Another tactic is to save certain types of surprise income you come across. You might devote your tax refund to your retirement account, or in the two months where you receive three paychecks, your extra pay might go directly into retirement. If you find money in your pockets or couch cushions, that cash should also be used to bolster your retired lifestyle. Some people commit cash of a certain denomination, like $5 bills or $10 bills, to their retirement account, so they don’t spend all the cash they have on hand. There are dozens of tricks to scrimp and save small amounts of money, so you should try a few to see what works for building your retirement account.
Commit Your Raises
Over time, your income should increase. Some people increase their income through promotions and raises; others become more efficient at their work or find higher paying clients. You might also consider adopting a side hustle, like selling homemade crafts online or doing some freelance work (as long as it does not impact your primary income). Whatever your case may be, you should be increasing your retirement contributions as your income increases. For example, if you receive a raise of 2 percent, you should raise your retirement deposits by the same amount. You should continue doing this until your retirement contributions reach 15 percent of your income per year.

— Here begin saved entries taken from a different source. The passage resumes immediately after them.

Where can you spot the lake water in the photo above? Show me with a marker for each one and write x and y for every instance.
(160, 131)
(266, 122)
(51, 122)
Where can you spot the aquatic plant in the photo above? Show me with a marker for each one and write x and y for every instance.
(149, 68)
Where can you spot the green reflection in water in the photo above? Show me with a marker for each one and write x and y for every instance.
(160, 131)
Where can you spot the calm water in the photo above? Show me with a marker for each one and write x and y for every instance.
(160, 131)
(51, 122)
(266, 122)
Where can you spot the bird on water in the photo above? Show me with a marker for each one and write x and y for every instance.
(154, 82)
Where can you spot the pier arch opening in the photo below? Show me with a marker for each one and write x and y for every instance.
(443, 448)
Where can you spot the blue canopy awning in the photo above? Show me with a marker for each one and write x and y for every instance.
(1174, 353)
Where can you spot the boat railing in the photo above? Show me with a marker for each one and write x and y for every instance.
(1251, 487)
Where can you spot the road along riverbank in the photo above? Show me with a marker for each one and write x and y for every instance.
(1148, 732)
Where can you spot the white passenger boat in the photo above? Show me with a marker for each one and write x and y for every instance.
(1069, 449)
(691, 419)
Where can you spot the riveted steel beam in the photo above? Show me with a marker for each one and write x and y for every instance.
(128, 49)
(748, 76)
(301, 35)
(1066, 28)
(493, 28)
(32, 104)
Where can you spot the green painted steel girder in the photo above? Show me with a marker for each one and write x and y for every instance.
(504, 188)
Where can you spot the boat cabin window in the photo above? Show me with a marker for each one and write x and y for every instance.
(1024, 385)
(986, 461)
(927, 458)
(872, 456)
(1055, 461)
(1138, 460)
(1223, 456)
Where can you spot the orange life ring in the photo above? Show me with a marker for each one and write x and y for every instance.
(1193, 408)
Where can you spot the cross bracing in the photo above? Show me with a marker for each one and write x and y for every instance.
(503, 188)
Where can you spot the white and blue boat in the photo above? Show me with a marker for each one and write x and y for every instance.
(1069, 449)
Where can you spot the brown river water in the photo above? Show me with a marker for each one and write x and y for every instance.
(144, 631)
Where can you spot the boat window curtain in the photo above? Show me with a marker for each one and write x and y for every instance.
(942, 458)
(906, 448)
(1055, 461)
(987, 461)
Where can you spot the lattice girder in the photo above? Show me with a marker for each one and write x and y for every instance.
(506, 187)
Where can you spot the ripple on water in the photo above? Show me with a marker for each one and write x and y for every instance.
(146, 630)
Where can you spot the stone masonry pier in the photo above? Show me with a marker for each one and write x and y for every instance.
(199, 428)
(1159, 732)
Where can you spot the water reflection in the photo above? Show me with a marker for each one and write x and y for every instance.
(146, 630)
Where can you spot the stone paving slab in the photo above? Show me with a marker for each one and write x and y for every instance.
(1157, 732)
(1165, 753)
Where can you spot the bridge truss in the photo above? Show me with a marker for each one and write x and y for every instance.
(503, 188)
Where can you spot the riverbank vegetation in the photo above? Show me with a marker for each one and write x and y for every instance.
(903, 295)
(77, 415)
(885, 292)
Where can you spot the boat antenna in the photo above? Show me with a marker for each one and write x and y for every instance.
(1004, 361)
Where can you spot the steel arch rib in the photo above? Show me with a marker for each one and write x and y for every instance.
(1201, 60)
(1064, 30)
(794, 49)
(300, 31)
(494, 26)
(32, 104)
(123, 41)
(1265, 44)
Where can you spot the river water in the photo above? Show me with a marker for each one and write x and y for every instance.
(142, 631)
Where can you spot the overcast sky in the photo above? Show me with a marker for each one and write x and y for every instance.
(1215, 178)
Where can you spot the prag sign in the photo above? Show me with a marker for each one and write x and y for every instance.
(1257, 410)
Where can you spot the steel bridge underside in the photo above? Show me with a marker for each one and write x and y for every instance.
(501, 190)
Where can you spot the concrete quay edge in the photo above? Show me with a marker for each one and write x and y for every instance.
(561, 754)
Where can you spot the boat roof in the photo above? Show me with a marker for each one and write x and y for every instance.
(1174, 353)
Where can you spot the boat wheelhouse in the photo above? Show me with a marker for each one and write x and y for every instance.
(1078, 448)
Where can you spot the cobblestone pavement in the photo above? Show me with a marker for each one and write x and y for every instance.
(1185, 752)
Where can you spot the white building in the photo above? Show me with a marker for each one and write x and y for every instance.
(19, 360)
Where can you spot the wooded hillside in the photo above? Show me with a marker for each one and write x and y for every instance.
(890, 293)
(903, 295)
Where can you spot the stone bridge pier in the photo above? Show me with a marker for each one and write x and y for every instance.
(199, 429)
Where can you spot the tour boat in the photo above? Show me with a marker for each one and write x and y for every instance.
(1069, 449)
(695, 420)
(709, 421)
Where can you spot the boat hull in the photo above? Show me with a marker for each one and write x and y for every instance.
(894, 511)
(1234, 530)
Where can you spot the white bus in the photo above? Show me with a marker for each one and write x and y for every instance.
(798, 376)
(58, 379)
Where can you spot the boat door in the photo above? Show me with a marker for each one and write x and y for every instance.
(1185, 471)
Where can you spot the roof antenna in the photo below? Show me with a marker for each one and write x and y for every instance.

As tempting as it might be to utilize your additional income to improve your lifestyle, your retirement likely needs it more. By immediately committing your raises to your retirement fund, you avoid the issue of decreasing comfort for the sake of retirement; you will not experience the new income until you truly need it, when you retire.
There is no time to think on your retirement; you need to start acting on your retirement plan now to ensure you have enough saved to keep you comfortable and healthy. You can save for retirement even on a meager budget as long as you commit to the idea of a full retirement account.